Might be just the thing since most of the bayonet craft I've read is geared toward crowd/prisoner control.hell. in most of the crowd control pics they leave the sheath on! gimmie a zapper.


----------



## hellrazor762 (May 20, 2012)

The original purpose of the bayonet was to provide a means of defense between reloading. In modern times it serves as a last resort if completely out of ammo. But since aircraft exist it's not likely modern soldiers would be without ammo for more than an hour or so. Therefore much easier to fall back to a secure location and resupply. As far as using bayonets for crowd control, that has to be the dumbest thing I've ever heard of. If you can stab a rioter why couldn't you shoot them?


----------



## Caribou (Aug 18, 2012)

hellrazor762 said:


> If you can stab a rioter why couldn't you shoot them?


A line of bayonets is very intimidating. If you can accomplish your goals through intimidation then you avoid the political fallout of opening fire on a crowd. You might try water cannon, teargas, or other control measures before bayonets and live fire being saved for last.


----------



## fteter (May 23, 2014)

Funny...the bayonets on my rifles don't look any less effective today...


----------



## CrackbottomLouis (May 20, 2012)

You know the crap has hit the fan if you ever hear the fix bayonets order. Things about to get ugly.


----------



## VoorTrekker (Oct 7, 2012)

CrackbottomLouis said:


> You know the crap has hit the fan if you ever hear the fix bayonets order. Things about to get ugly.


It would go like this:

Commander: "Company!"

Company: "Yeah!"

Commander: "Company. Draw bayonets!"

Infantry company drawing bayonets.

Commander: "Ready!"

Infantry company attaching bayonets to lugs.

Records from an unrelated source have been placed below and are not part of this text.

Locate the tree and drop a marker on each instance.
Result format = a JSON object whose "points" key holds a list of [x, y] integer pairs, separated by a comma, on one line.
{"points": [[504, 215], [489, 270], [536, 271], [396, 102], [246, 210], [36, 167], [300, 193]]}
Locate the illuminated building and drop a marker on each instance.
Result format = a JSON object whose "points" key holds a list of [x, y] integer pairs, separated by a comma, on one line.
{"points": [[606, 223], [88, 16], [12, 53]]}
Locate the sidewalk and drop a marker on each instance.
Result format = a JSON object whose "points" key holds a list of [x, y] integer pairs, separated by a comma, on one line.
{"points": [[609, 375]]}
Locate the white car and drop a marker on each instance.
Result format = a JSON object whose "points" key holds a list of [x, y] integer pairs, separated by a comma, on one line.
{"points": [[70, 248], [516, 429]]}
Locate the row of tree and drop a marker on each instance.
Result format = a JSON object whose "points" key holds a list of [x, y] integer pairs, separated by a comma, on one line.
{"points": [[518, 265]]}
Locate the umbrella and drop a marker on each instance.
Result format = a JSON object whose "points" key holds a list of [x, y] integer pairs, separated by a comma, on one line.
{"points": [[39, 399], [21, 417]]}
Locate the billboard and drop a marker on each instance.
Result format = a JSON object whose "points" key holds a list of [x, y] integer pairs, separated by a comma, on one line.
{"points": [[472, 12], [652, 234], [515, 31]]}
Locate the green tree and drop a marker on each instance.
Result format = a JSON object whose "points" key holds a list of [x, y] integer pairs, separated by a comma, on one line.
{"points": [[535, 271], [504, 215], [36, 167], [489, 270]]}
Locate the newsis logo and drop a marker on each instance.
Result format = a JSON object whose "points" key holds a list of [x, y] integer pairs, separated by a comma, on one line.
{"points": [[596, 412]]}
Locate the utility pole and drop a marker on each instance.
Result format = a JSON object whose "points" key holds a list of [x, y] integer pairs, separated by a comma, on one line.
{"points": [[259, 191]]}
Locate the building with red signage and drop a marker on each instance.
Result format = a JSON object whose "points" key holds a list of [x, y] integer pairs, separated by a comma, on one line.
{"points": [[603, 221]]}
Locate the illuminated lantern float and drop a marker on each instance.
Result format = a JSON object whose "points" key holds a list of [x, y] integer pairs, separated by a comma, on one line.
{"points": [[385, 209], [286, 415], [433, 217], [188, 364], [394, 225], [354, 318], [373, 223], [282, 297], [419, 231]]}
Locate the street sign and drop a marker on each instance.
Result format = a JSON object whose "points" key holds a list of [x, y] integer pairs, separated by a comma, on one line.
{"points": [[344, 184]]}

Commander: "Fix bayonets!"

Infantry company fixing bayonets, "...oh shit!"

And they advance at the ready at a quick march...closing with the enemy. :surrender:


----------



## Magus (Dec 1, 2008)

hellrazor762 said:


> The original purpose of the bayonet was to provide a means of defense between reloading. In modern times it serves as a last resort if completely out of ammo. But since aircraft exist it's not likely modern soldiers would be without ammo for more than an hour or so. Therefore much easier to fall back to a secure location and resupply. As far as using bayonets for crowd control, that has to be the dumbest thing I've ever heard of. If you can stab a rioter why couldn't you shoot them?

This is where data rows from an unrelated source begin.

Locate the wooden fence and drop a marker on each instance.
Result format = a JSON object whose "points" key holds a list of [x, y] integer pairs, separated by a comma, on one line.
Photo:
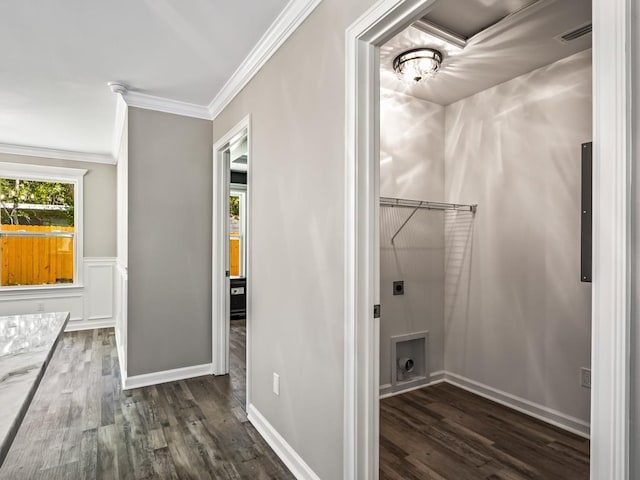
{"points": [[36, 260], [234, 257]]}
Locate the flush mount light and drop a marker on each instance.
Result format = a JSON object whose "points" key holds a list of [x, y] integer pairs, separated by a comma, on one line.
{"points": [[414, 65]]}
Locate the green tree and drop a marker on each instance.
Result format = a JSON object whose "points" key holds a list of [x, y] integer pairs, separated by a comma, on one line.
{"points": [[14, 192], [234, 206]]}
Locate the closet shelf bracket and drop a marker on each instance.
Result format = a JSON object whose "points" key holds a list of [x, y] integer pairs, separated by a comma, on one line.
{"points": [[418, 204]]}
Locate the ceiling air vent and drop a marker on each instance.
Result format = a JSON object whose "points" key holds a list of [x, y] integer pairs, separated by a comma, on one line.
{"points": [[575, 33]]}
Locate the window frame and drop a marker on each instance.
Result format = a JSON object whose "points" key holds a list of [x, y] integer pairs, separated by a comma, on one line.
{"points": [[240, 190], [46, 173]]}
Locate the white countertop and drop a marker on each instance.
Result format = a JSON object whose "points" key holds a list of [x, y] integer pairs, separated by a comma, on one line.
{"points": [[26, 345]]}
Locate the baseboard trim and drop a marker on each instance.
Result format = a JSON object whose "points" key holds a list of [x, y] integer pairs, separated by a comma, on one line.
{"points": [[387, 390], [535, 410], [147, 379], [79, 324], [279, 445]]}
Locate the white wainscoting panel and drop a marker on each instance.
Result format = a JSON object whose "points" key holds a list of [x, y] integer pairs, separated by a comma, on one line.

 Are you the same hellrazor that used to hang out with Asmodeus and 911?


----------



## hellrazor762 (May 20, 2012)

I've never hung out with anyone from this forum.


----------



## tmttactical (Nov 23, 2015)

The bayonet will be viable as long as there are sheeple to herd. Survey says " Most people would rather be shot than stabbed". I don't remember who did the survey. :scratch


----------



## tc556guy (Apr 28, 2011)

The bayonet creates stand-off distance. When all you have is a carbine, it doesn't create much stand-off. if you're within stabbing distance on a carbine, they're close. It made sense when you had a long barrel between you and the bayonet.
The bayonet was created so that every Soldier with their long gun and bayonet was a stand-in for the old pikeman, which an actual position back in the militaries of yore.


----------



## Sentry18 (Aug 5, 2012)

I am pretty sure this is VoorTrekker's EDC.


----------



## VoorTrekker (Oct 7, 2012)

Only a fool brings a gun to a bayonet fight! 

But I do like Glocks. Glocks with baby bayonets are a plus ++

As for the company bayonet charge post, it should have read:

Company of Infantry fixing bayonets and _proudly exclaiming _: "...ohh shit!"


----------